On nous a signalé quelques-unes de ces habitations sur les côtes entre Bordeaux et Bayonne et même au delà, jusqu’à Saint-Jean de Luz. Nous inclinons à croire que ces maisons datent de l’époque de la domination anglaise en Guienne. En effet, on voit dans le comté de Suffolk, en Angleterre, une petite maison (Wenham Hall) construite en brique d’après le même mode et qui date de la fin du XIIIe siècle. Cette construction est un parallélogramme avec escalier à vis dans une tourelle à l’un des angles. L’entrée était relevée, et on arrivait par des marches engagées dans la muraille.

Il ne faut pas omettre ici les maisons bâties dans les cimetières, les maisons croisées qui étaient franches, en dehors de toute juridiction séculière, qui servaient de refuge aux pèlerins, aux malades, et qui se trouvaient placées sous la surveillance de religieux. Ces maisons se reconnaissaient à des croix de bois fichées sur leur comble.

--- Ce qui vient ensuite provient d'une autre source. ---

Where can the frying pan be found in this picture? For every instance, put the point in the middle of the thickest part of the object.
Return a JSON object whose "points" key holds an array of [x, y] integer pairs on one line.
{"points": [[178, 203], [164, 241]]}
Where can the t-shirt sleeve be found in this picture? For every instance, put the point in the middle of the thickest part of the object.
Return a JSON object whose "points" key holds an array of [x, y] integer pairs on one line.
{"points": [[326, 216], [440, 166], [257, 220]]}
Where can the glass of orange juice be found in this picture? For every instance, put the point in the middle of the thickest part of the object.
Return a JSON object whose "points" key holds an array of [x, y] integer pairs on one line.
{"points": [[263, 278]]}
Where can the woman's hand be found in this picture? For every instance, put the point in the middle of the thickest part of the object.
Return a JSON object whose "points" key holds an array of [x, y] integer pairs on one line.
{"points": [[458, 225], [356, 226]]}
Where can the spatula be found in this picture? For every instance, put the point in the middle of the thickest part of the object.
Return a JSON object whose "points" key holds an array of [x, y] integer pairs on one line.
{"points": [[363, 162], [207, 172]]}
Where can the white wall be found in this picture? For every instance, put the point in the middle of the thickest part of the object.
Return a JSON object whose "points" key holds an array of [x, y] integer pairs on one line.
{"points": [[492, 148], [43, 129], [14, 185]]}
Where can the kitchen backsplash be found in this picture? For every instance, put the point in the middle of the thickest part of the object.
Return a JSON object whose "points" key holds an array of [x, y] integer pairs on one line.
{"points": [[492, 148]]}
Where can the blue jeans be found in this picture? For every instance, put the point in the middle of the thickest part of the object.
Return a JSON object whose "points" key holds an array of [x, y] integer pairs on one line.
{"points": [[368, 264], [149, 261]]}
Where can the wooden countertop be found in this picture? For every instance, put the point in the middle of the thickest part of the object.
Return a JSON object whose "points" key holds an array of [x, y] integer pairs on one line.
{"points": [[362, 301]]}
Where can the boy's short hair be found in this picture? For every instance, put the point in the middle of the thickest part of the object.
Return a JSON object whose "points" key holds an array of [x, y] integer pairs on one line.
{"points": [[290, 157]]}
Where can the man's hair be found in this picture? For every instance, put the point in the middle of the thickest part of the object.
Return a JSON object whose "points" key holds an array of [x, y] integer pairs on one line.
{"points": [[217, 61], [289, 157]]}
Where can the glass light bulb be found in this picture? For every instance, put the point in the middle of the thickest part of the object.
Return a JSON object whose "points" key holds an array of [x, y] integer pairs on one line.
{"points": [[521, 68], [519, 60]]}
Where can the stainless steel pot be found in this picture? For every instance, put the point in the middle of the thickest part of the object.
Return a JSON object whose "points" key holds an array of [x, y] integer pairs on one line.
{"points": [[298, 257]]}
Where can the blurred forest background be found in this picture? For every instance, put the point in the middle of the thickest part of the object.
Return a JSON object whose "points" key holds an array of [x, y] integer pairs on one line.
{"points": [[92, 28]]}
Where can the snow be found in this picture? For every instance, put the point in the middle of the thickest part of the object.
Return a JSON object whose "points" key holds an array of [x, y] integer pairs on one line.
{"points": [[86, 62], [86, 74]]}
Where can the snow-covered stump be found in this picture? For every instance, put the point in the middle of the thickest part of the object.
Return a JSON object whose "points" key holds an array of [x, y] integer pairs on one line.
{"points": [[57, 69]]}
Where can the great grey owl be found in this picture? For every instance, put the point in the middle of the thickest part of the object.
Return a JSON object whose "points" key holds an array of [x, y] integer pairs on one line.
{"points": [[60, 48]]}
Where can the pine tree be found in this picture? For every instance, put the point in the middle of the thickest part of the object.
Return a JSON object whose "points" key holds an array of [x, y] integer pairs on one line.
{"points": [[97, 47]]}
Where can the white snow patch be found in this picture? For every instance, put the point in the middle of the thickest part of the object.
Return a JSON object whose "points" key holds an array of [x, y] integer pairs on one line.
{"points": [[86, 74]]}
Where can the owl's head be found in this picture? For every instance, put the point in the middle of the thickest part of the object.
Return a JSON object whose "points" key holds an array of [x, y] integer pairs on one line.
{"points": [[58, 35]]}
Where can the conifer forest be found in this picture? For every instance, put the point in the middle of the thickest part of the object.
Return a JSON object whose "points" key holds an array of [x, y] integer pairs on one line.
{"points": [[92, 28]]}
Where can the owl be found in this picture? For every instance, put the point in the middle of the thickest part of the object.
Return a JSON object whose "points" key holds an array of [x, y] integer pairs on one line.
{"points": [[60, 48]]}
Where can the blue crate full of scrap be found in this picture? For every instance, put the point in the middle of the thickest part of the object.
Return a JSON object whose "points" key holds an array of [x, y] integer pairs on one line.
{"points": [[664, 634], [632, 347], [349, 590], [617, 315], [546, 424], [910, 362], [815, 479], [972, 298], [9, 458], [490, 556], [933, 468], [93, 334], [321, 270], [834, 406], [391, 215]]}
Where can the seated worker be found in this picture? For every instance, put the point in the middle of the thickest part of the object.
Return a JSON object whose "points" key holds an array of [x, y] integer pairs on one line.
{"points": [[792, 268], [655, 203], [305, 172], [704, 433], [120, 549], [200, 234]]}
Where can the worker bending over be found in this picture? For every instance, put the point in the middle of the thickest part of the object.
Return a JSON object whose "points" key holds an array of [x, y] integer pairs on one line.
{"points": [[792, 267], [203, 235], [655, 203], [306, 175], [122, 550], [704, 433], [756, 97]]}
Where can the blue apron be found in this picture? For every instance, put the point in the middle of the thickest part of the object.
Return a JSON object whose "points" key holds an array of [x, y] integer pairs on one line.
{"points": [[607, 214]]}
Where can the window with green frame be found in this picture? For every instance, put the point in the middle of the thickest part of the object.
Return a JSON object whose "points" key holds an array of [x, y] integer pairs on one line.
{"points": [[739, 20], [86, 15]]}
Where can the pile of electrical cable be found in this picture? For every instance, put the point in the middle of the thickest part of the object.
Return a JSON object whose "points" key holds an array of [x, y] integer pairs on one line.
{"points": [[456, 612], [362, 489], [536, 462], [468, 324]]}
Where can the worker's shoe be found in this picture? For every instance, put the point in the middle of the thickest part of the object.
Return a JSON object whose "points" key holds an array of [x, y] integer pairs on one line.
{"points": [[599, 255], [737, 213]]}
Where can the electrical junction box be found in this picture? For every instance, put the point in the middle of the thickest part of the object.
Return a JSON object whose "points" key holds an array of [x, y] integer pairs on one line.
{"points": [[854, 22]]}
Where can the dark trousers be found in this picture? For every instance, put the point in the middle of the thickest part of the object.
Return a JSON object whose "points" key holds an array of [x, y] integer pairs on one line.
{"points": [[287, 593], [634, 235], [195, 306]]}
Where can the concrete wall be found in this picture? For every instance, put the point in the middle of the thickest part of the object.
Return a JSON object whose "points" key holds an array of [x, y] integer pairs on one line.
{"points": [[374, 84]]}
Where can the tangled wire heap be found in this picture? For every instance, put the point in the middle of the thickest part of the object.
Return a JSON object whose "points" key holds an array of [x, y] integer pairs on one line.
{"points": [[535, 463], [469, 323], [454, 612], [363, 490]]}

MANOIR, s. m. (manerium[2]). Le manoir, bien que ce nom désigne parfois un château, est l’habitation d’un propriétaire de fief, noble ou non, mais qui ne possède pas les droits seigneuriaux permettant d’élever un château avec tours et donjon. Le manoir est fermé cependant, il peut être clos de murs et entouré de fossés, mais non défendu par des tours, hautes courtines crénelées et réduit formidable. Le manoir est la maison des champs placée, au point de vue architectonique, entre le château féodal et la maison du vavasseur, degré supérieur de la classe attachée à la terre seigneuriale, homme libre. « Les vavasseurs, » dit M. Delisle[3] à propos de la position de cette classe en Normandie, « différaient essentiellement des nobles, qui ne tenaient leur fief que moyennant la foi, l’hommage et le service militaire. » Dans certaines seigneuries cependant, ils devaient le service militaire à cheval, armés de lances, d’écus et d’épées. Les demeures des vavasseurs, et même des aînés, c’est-à-dire de ceux qui tenaient du seigneur des terres plus ou moins étendues, qui réunissaient plusieurs vavassoreries sous leur main et qui demeuraient responsables du service et des redevances des vavasseurs du groupe, ne pouvaient être considérées comme des manoirs en ce qu’elles n’étaient point fermées.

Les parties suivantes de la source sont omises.